The stats: The Late Show debuted Sept. 8. Accounting for every show up to and including Monday's, Colbert has had 47 regular guests on the show. (Performers don't count unless the artist also took part in the interview portion of the program.)
Among those 47 guests, 15 were politicians, 25 were entertainers and six were tech figures. Colbert also had one sports star on the show: Golden State Warrior Stephen Curry. Only 32% of the pool were women.
It's the tech category that sets Colbert apart: Neither of his network competitors in the 11:35 p.m. ET time slot featured anyone from the tech world in that same time period. He also featured far more politicians than either of them: The Tonight Show only had three, while Jimmy Kimmel Live had none.
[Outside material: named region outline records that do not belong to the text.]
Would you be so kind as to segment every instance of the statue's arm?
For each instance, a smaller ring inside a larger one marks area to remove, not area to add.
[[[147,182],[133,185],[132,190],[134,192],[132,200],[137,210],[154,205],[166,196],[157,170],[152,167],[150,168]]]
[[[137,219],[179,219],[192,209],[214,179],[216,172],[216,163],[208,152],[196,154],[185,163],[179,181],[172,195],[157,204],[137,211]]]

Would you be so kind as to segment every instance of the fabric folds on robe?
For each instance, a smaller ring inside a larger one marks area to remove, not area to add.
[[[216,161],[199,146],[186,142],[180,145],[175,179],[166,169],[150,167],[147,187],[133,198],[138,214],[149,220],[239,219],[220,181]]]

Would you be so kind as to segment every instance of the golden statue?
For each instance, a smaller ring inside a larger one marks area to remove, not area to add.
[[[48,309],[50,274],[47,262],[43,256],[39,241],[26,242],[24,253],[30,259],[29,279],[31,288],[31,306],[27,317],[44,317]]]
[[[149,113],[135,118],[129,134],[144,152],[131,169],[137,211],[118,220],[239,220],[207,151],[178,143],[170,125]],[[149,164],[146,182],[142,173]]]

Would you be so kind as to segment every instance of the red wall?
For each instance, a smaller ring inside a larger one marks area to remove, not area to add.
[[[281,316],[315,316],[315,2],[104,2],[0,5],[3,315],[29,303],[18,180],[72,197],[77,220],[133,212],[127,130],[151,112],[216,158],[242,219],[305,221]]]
As befitting his Tonight Show's reputation as late night's chill hangout for celebrities, Fallon had the most of them on his show in the given time period with 45, making up 87% of his total guests. Compare that to 56% for Colbert's pool and a very close 86% for Kimmel's.
Fallon also had the most athletes on his show, with three, plus the only chef (Danny Bowien). Kimmel, for his part, was the only host to include multiple news personalities with three: David Muir, Bill O'Reilly and Jake Tapper. He also had a newsmaker on: Spencer Stone, one of the Americans who saved the day during an attack onboard a French train in August.
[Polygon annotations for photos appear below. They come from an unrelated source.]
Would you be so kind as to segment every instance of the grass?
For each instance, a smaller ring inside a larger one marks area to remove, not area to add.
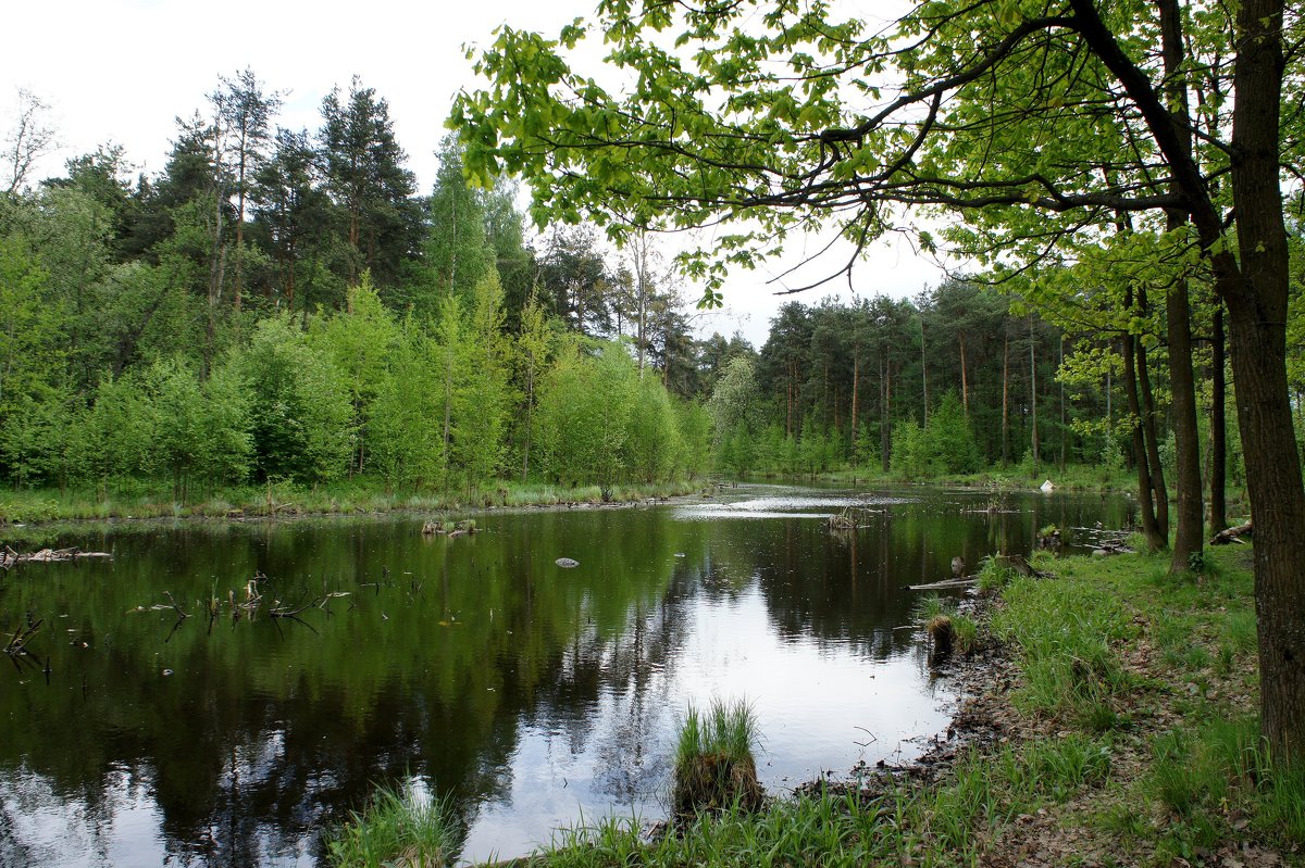
[[[914,607],[915,622],[929,635],[934,653],[958,650],[968,654],[979,646],[979,624],[960,614],[954,600],[938,594],[920,597]]]
[[[903,477],[895,472],[883,473],[878,465],[874,465],[821,473],[820,478],[840,482],[855,478],[857,482],[889,485],[900,482]],[[1092,464],[1070,464],[1064,470],[1053,465],[1044,465],[1036,473],[1031,464],[1027,467],[1011,464],[1006,468],[993,467],[977,473],[942,473],[910,481],[927,485],[1023,491],[1036,489],[1043,484],[1043,480],[1048,478],[1056,484],[1056,487],[1066,491],[1131,491],[1137,489],[1137,476],[1129,470],[1121,467]]]
[[[675,749],[671,795],[676,817],[729,805],[756,811],[765,792],[757,781],[757,716],[737,700],[714,700],[706,713],[689,705]]]
[[[1004,577],[989,628],[1019,673],[1022,723],[934,779],[873,774],[760,805],[719,798],[652,841],[630,818],[577,824],[518,864],[1302,865],[1305,764],[1272,762],[1258,735],[1254,601],[1238,558],[1212,551],[1202,575],[1182,577],[1164,555],[1064,558],[1054,577]],[[919,601],[917,623],[940,616],[959,618],[945,598]],[[757,739],[746,705],[690,709],[677,770],[750,759]]]
[[[435,868],[452,864],[459,851],[448,803],[412,787],[381,787],[361,812],[326,838],[334,868]]]
[[[84,489],[20,489],[0,494],[0,527],[13,523],[44,523],[81,519],[184,519],[334,515],[354,512],[438,512],[457,508],[559,506],[564,503],[632,502],[652,497],[692,494],[701,481],[676,480],[654,485],[566,487],[547,484],[497,482],[482,490],[390,491],[380,480],[354,480],[296,485],[231,486],[185,502],[172,497],[168,485],[124,481],[112,491]]]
One thing does become clear looking at the three hosts' guest pools together, however: While Colbert is running behind the pack in terms of guest gender parity, no one has near a 50-50 split. Compare Colbert's 32% female pool to Kimmel's nearly 40%. Fallon gets the closest to equity, with women making up 44% of his guests.
On a show-to-show basis, however, Colbert's shows looked the most male. Nine of Colbert's first programs only featured men as guests. Only one featured multiple female guests, though first lady Michelle Obama also appeared alone on one episode. Fallon filmed four episodes with only male guests and two with only women; Kimmel aired six all-male and two all-female.
Colbert's mentor Jon Stewart had a notable lack of female guests during his tenure as well. On his Daily Show, only two women placed among the top 20 most frequent guests: Maggie Gyllenhaal and Sarah Vowell. Is Colbert following in Stewart's footsteps on his show?
The range of interests and careers these guests represent is a good sign that his team is looking for unique perspectives. That only goes so far, though — for example, every one of Colbert's tech-associated guests was a white man. New Daily Show host Trevor Noah, by contrast, had female Tinder co-founder Whitney Wolfe on in the first week of his show.
It's early days for Colbert, and the host has plenty of time to achieve gender equity. It won't be happening any time soon, though; the rest of this week features only four women out of 12 guests.